L’analisi di Save the Children intervista circa un migliaio di mamme italiane, e soltanto il 44 per cento ammette di aver potuto continuare la propria attività alla stessa maniera. Spesso è necessaria una stanza separata da figli e mariti per permettersi di lavorare ugualmente. Durante il coronavirus, 3 mamme su 4 hanno visto il carico di lavoro domestico incrementato, legato se non ai figli anche ai genitori anziani e non autosufficienti.

I piccoli sono stati costretti a stare chiusi in casa mentre in genitori lavoravano in smart-working – sourceweb

Solo una mamma su cinque ha visto questo periodo di crisi come una possibilità per per riequilibrare ripartizione del lavoro domestico. Le misure inoltre stabilite dalla politica, con i decreti Rilancio e Cura Italia, hanno riguardato un numero complessivo estremamente ridotta. I dati dicono che solo 242mila lavoratori e lavoratrici hanno richiesto il congedo previsto per genitori con figli di età inferiore ai 12 anni.

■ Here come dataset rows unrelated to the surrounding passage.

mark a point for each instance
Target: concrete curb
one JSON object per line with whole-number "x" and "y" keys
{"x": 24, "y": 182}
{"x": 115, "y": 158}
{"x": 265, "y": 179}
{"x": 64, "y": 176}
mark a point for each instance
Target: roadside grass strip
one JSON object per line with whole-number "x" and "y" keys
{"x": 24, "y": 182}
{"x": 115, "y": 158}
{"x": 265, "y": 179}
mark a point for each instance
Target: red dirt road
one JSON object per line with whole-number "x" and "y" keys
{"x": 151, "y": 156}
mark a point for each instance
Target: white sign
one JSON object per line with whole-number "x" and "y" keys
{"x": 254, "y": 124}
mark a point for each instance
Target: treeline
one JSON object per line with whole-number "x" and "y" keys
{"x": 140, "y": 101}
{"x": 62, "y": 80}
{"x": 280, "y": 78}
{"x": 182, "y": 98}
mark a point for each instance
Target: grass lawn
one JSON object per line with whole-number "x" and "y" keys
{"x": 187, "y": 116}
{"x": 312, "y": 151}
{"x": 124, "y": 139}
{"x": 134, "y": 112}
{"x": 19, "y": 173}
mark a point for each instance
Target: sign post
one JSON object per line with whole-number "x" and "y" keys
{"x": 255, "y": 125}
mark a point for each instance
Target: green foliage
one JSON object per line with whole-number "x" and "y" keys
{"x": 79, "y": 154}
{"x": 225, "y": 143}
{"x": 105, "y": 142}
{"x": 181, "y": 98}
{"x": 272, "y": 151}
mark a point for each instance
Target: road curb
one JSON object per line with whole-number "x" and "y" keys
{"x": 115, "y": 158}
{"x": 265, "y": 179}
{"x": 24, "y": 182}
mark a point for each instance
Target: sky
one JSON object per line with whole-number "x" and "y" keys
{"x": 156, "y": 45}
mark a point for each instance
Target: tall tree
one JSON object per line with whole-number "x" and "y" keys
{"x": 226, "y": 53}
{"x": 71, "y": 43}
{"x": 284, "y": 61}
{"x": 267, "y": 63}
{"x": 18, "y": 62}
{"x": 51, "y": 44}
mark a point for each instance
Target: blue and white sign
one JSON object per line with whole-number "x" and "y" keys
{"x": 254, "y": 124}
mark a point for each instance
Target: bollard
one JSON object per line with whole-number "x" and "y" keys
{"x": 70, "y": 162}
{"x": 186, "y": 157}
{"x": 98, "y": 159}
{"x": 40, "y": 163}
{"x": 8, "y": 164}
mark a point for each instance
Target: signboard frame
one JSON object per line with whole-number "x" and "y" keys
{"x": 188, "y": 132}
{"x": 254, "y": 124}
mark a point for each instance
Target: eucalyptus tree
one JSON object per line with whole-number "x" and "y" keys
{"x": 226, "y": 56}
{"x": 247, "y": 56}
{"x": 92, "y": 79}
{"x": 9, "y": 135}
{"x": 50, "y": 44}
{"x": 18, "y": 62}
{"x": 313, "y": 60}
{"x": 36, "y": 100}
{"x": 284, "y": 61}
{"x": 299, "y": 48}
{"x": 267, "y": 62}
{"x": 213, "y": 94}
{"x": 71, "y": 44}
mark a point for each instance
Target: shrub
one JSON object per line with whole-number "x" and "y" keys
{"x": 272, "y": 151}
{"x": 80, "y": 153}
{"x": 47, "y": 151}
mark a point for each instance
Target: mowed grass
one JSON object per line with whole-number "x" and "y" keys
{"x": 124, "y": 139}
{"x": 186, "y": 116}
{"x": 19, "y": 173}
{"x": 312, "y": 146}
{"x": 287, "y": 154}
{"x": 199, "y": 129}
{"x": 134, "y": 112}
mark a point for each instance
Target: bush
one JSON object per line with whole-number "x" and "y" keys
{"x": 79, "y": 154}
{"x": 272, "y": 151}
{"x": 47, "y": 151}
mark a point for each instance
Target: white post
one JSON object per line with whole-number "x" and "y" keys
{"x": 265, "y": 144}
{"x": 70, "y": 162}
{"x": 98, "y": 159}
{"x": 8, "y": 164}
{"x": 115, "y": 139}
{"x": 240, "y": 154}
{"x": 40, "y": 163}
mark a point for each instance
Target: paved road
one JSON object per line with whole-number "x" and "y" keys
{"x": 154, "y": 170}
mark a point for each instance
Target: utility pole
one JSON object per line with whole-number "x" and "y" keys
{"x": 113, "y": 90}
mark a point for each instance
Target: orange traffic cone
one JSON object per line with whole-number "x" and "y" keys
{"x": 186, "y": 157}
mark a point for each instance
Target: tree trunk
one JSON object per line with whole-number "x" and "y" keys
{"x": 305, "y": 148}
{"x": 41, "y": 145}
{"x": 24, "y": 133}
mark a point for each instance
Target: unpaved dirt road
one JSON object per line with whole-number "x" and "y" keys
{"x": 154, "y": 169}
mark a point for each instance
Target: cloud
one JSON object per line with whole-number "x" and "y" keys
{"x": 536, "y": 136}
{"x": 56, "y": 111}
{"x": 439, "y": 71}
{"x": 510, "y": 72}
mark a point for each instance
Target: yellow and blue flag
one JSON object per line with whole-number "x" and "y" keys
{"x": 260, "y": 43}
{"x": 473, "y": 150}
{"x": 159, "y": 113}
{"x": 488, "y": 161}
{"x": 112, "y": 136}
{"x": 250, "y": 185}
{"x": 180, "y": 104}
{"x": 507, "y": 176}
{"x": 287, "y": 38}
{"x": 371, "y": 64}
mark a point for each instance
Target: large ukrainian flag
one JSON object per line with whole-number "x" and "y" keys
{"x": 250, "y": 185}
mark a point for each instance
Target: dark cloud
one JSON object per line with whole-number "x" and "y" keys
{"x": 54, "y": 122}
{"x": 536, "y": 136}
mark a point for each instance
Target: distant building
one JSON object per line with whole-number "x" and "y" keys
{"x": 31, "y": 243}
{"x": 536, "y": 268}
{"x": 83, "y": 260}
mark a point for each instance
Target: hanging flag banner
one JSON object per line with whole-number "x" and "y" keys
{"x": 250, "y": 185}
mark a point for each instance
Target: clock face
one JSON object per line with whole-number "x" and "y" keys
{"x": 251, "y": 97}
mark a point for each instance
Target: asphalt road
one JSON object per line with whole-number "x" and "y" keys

Le richieste irrisorie dei bonus (minimi) per la crisi

93mila sono state le richieste del bonus baby sitter alternativo al congedo, per un massimo tra l’altro di 600 euro. Numeri irrisori quindi rispetto al totale. Molti genitori semplicemente si occupavano dei figli tornati dal lavoro, e nelle altre ore si organizzavano come meglio hanno potuto. Ma la questione si pone in maniera ancora peggiore con la fase tre. 

“Con l’avvio della fase tre, le più penalizzate rischiano di essere le madri lavoratrici, circa il 6% della popolazione italiana. Con la mancata riapertura dei servizi per la primissima infanzia molte donne, soprattutto quelle con retribuzioni più basse e impiegate in settori dove è necessaria la presenza fisica, rischiano di dover decidere di non rientrare al lavoro, aggravando la già difficile situazione dei livelli occupazionali femminili italiani”, spiega la responsabile Politiche per l’infanzia di Save the Children Antonella Inverno.

L’appello: serve un piano straordinario per l’infanzia

“Per quelle che invece potranno lavorare in smart working, è forte il rischio di un carico eccessivo di lavoro e di cura”. E “non è solo la chiusura dei servizi per la prima infanzia a preoccupare le madri, ma anche la gestione della didattica a distanza, che soprattutto per le scuole primarie necessita di un continuo supporto da parte di un adulto a casa, e soprattutto la gestione del carico emotivo dei figli, ancora oggi dimenticati dalla politica nella fase della ripartenza”, spiega ancora.

L’appello di Save the children: serve un piano straordinario per l’infanzia – sourceweb

“È necessario adottare al più presto un Piano straordinario per l’infanzia e l’adolescenza, che metta al centro i diritti dei minorenni, perché le famiglie non devono essere lasciate sole ad affrontare le sfide educative e sociali che la crisi sanitaria ha imposto”.